Subspace-constrained reconstruction is a powerful technique to accelerate dynamic MRI. However, its performance is relatively limited for applications where a robust temporal model is not available. This work proposes to estimate temporal basis from undersampled dynamic golden-angle radial data without the need of a model or additional navigators, and to apply the estimated temporal basis for subspace-constrained reconstruction of undersampled dynamic images. The reconstruction algorithm also enforces an additional low-rank constraint on the resulting low dimensional dynamic images in the subspace. The proposed self-estimated subspace-constrained reconstruction technique was demonstrated for DCE-MRI of the prostate.

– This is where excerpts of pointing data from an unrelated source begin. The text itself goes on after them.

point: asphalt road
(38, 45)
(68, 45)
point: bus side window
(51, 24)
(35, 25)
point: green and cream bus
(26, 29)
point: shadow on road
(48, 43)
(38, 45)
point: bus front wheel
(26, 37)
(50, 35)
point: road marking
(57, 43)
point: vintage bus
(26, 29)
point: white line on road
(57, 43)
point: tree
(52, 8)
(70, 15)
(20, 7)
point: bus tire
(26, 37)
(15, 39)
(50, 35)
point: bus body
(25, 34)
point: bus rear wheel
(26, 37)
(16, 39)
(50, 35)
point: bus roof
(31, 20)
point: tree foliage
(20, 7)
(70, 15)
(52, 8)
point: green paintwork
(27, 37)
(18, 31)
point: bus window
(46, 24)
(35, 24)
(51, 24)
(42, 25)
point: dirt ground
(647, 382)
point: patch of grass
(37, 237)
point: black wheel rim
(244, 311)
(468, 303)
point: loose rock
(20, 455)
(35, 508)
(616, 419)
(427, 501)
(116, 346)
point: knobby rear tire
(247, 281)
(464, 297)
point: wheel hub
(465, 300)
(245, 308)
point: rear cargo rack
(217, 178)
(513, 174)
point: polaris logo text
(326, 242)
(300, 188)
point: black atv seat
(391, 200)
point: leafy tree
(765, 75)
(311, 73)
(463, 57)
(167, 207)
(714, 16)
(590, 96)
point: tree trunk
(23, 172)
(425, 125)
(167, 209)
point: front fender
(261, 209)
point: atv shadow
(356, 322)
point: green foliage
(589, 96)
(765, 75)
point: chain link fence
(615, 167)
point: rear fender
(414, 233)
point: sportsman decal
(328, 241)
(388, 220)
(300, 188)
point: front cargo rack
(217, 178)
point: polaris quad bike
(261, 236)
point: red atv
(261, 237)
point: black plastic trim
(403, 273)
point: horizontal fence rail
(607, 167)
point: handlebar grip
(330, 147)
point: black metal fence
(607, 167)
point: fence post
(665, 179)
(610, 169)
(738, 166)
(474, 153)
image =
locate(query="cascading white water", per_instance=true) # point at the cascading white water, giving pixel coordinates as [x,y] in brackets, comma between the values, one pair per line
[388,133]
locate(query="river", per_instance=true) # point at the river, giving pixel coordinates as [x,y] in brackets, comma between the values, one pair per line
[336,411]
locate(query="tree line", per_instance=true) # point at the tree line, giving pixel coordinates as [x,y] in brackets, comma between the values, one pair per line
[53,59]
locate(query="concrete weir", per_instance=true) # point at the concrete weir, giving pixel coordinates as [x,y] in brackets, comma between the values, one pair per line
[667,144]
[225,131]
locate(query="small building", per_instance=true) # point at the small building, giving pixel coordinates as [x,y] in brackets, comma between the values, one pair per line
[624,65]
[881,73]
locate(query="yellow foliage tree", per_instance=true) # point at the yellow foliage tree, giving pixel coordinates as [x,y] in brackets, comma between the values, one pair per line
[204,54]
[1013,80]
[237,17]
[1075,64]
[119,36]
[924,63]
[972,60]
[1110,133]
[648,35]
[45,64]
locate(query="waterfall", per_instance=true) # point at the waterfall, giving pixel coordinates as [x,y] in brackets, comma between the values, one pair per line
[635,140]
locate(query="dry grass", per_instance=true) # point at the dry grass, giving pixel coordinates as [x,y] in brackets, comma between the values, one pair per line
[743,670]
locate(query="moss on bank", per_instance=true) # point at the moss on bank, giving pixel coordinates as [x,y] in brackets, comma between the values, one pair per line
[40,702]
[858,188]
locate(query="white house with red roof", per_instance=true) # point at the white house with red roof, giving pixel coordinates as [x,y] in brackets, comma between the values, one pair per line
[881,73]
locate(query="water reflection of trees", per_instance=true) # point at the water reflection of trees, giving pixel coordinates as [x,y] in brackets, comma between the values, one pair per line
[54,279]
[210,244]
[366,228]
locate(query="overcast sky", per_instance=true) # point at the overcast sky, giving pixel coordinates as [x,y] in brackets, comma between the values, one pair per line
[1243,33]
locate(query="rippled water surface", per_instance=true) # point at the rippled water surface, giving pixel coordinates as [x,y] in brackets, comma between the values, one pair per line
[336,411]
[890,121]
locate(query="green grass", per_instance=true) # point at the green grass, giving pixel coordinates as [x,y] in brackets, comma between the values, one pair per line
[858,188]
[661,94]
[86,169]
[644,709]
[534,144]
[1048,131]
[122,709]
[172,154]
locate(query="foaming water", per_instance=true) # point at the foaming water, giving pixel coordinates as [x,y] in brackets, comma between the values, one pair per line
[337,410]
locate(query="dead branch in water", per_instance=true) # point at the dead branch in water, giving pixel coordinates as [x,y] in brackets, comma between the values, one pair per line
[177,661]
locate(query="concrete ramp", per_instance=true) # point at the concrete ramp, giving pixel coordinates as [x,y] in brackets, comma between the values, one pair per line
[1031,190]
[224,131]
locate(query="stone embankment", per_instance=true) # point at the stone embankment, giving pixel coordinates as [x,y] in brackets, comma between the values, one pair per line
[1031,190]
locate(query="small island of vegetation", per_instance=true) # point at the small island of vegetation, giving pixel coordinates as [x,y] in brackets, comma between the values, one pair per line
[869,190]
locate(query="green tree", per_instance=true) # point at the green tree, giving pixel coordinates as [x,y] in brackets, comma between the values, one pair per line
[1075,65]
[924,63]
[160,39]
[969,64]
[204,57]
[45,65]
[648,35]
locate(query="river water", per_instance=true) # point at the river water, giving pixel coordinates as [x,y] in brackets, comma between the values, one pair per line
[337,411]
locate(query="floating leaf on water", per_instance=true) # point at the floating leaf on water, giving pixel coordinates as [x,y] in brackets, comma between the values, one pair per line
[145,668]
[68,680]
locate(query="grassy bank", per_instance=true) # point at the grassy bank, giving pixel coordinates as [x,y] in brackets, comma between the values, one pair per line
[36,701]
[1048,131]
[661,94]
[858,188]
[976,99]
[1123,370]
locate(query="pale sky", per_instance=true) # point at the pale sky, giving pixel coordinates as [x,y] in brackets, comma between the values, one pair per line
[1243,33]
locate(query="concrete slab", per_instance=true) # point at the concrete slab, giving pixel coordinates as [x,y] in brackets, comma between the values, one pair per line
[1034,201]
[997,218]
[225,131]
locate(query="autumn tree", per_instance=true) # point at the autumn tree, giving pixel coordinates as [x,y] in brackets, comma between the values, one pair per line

Self-estimated subspace reconstruction of dynamic golden-angle radial MRI: Golden-angle radial sampling offers a unique sampling geometry where undersampling is much lower around the central k-space region, as shown in Figure 1. Therefore, even at high acceleration rates, a low-resolution dynamic image-series can still be successfully reconstructed with conventional sparse reconstruction methods, such as the Golden-angle RAdial Sparse Parallel (GRASP) technique [8]. This reconstructed image-series, despite reduced spatial resolution, still provides full temporal information from which a temporal basis set can be estimated to represent the original high spatial resolution image-series in a low-dimensional subspace. Figure 2a shows an example of low spatial resolution DCE-MRI of the prostate (2D+time), where each temporal frame is reconstructed using 13 golden-angle radial spokes with the GRASP method [8]. After converting the image-series to a Casorati matrix (reforming each image as a column), singular value decomposition (SVD) can be performed to obtain a full basis set. The singular values (Figure 2b) of such decomposition show that image information is mainly restricted to the first 4 main components, which suggests that the entire image-series can be represented in a low-dimensional space given by the first 4 principal components (Figure 2c). This observation is further validated in Figure 3, where an undersampled full-resolution image-series is compressed to a low-dimensional subspace with only 4 principal components. More importantly, images in the subspace show dramatically reduced streaking artifacts and improved image quality compared to images in their original space. With this pre-estimated subspace, sparse image reconstruction can be performed by solving the following cost function:
$$d=\underset{d}{\text{argmin}} \frac{1}{2}\parallel EΦd-y\parallel _2^2+R(d) $$
where y is the sorted dynamic radial k-space, E is an encoding operator incorporating coil sensitivities, Φ is the temporal basis of the subspace and d is the coefficients to represent the image-series under the basis set Φ. An additional regularization function R can be applied to the coefficients d to further promote sparsity in the subspace.
Evaluation of reconstruction: The proposed method was tested in one prostate DCE-MRI dataset from a prior study [9]. Relevant imaging parameters included: TR/TE = 4.12/1.96 ms, matrix size=224x224x26, FOV=240x240 mm2, voxel size=1.07x1.07x3.0 mm3. 1755 spokes were acquired for each partition, with a scan time of 221 seconds. Subspace-constrained image reconstruction was performed after grouping every 13 consecutive spokes into one temporal frame, with a temporal resolution of ~1.6 seconds/volume. The temporal basis set was estimated from a low-resolution image-series reconstructed using GRASP with the same temporal resolution but with a reduced image matrix size of 48x48. The first 4 basis components were used to impose subspace constraint with an additional locally low-rank constraint with a block size of 16x16 in the subspace [4,10,11]. This method, referred to as Subspace-GRASP, was compared with standard GRASP reconstruction with a temporal total variation constraint.